Genetic analysis of the newly established cell lines revealed significant alterations in key tumor suppressor genes, including TP53, CDKN2A, and CDKN2B. These findings align with those of previous studies highlighting the prevalence of such mutations in MFS, underscoring the relevance of these cell lines as models with representative genetic mutations in the disease [21,22,23]. However, the absence of CNA in genes such as RB1, ATRX, and HDLBP, which has been reported in other MFS studies, points to the genetic diversity inherent in MFS, further emphasizing the need for a broad range of patient-derived cancer models [9, 24].

Functionally, NCC-MFS7-C1 and NCC-MFS8-C1 cell lines exhibited characteristics typical of MFS, including the ability to consistently proliferate and invade. NCC-MFS7-C1, in particular, demonstrated higher proliferative and invasive capacities than did NCC-MFS8-C1. With an average doubling time of 66.1 h across previously established cell lines in our laboratory, NCC-MFS7-C1 emerged as a relatively fast-growing model, whereas NCC-MFS8-C1 presented a standard growth profile. Both cell lines showed spheroid formation capabilities, positioning them as promising tools for more advanced preclinical experiments.

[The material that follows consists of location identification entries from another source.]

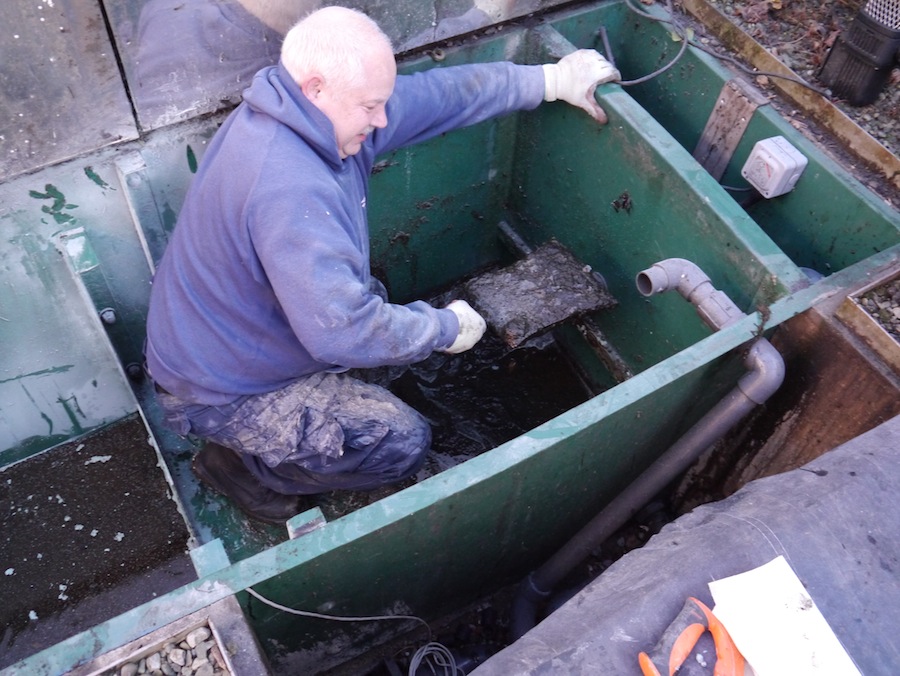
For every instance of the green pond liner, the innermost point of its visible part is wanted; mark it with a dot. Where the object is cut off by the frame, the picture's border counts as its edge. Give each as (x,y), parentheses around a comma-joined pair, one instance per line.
(620,197)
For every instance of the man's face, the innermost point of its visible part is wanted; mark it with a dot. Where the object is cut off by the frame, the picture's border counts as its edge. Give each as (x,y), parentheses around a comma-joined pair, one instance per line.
(356,111)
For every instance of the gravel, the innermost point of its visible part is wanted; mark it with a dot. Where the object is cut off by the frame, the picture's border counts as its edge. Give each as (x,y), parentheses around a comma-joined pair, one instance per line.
(883,305)
(198,654)
(800,33)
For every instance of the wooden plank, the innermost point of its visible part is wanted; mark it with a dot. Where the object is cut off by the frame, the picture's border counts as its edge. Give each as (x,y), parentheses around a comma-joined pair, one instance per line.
(726,126)
(857,140)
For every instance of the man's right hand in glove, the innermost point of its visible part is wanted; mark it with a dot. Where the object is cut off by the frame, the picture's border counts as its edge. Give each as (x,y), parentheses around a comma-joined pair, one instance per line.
(471,327)
(575,77)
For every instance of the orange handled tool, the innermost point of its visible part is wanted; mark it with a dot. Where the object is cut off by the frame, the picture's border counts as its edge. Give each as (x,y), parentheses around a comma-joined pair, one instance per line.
(682,635)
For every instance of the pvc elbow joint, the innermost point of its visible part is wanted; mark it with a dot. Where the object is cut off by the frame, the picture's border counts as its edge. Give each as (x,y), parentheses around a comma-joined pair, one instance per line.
(715,308)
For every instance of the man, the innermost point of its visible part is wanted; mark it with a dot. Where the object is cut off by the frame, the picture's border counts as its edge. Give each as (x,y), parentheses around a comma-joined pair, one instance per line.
(264,298)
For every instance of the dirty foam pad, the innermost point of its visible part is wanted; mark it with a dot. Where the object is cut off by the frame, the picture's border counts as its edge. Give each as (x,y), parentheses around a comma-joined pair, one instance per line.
(89,531)
(545,289)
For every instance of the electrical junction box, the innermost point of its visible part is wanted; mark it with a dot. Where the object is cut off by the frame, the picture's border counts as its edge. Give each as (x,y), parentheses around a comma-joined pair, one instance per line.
(774,166)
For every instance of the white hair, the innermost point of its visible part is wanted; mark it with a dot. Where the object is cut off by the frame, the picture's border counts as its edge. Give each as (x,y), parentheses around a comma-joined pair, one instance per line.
(334,42)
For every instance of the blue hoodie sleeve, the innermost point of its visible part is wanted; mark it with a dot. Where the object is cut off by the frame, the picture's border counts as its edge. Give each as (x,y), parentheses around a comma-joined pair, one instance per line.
(316,261)
(430,103)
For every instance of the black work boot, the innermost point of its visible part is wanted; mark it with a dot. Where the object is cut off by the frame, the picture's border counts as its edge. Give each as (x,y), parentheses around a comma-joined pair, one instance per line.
(222,469)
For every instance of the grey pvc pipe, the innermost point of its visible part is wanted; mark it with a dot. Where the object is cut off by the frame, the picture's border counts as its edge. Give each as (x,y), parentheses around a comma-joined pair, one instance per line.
(765,373)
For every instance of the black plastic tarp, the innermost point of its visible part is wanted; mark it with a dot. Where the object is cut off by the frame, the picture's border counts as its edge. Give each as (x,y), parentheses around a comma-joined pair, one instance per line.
(835,521)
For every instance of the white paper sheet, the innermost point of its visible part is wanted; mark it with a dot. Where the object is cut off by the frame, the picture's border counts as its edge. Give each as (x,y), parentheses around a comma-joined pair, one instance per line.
(776,625)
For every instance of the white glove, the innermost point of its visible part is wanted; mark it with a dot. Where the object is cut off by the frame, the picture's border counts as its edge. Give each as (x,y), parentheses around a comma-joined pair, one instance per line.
(575,77)
(471,327)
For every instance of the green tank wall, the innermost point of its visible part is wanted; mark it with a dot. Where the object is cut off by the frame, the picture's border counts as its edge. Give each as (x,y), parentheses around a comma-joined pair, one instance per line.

A comprehensive evaluation of 214 antitumor agents against these cell lines revealed promising results. In particular, actinomycin D, bortezomib, and romidepsin showed superior efficacy than did doxorubicin, the standard drug frequently used to treat MFS and other sarcomas. Although actinomycin D is sometimes utilized in VAC (vincristine, actinomycin D, cyclophosphamide) regimens for sarcoma treatment, bortezomib and romidepsin are rarely employed in managing sarcomas [25, 26]. Initially, bortezomib was approved for multiple myeloma, and romidepsin for cutaneous T-cell lymphoma [27,28,29,30]. Despite a few reports suggesting the potential efficacy of bortezomib and HDAC inhibitors, OBP-801 (not romidepsin), in MFS models, these investigations are preclinical studies, confined to in vitro or in vivo data [31, 32]. Therefore, these agents are promising candidates for MFS treatment that deserve further validation in large-scale drug screening of cell lines and clinical trials.

Our study has three limitations. Although this study is the largest drug screening analysis conducted for MFS, the number of cell lines and drugs used in our study was insufficient, considering those for common cancers [11, 33]. This limitation will be addressed by establishing a more diverse collection of MFS cell lines and conducting larger-scale drug sensitivity assays. Furthermore, although the treatment for metastatic tumors is challenging in MFS, our study did not include cell lines from metastatic lesions. We will require the cell lines from the metastatic sites to develop the novel therapy for the patients with metastasis. In addition, the metastatic potentials of our cell lines were not examined in this study. However, the conventional experiments using animal models are quite artificial as the cells or tumors are inoculated ectopically in the animal body, and subcutaneously transplanted tumors rarely metastasize in the mouse, even when derived from a highly metastatic patient tumor [34]. To address this issue, we require a novel cancer model or a protocol to recapitulate the metastasis in patients with MFS.

In conclusion, this study introduced two novel fibrosarcoma (MFS) cell lines, NCC-MFS7-C1 and NCC-MFS8-C1. These cell lines are crucial for MFS research, as they will improve our understanding of the biological and genetic mechanisms of the disease and identify potential therapeutics. Sensitivity of various antitumor agents suggested that actinomycin D, bortezomib, and romidepsin are effective in treating MFS. These findings clearly indicates that the established cell lines will serve as valuable research models for future large-scale drug screening for MFS.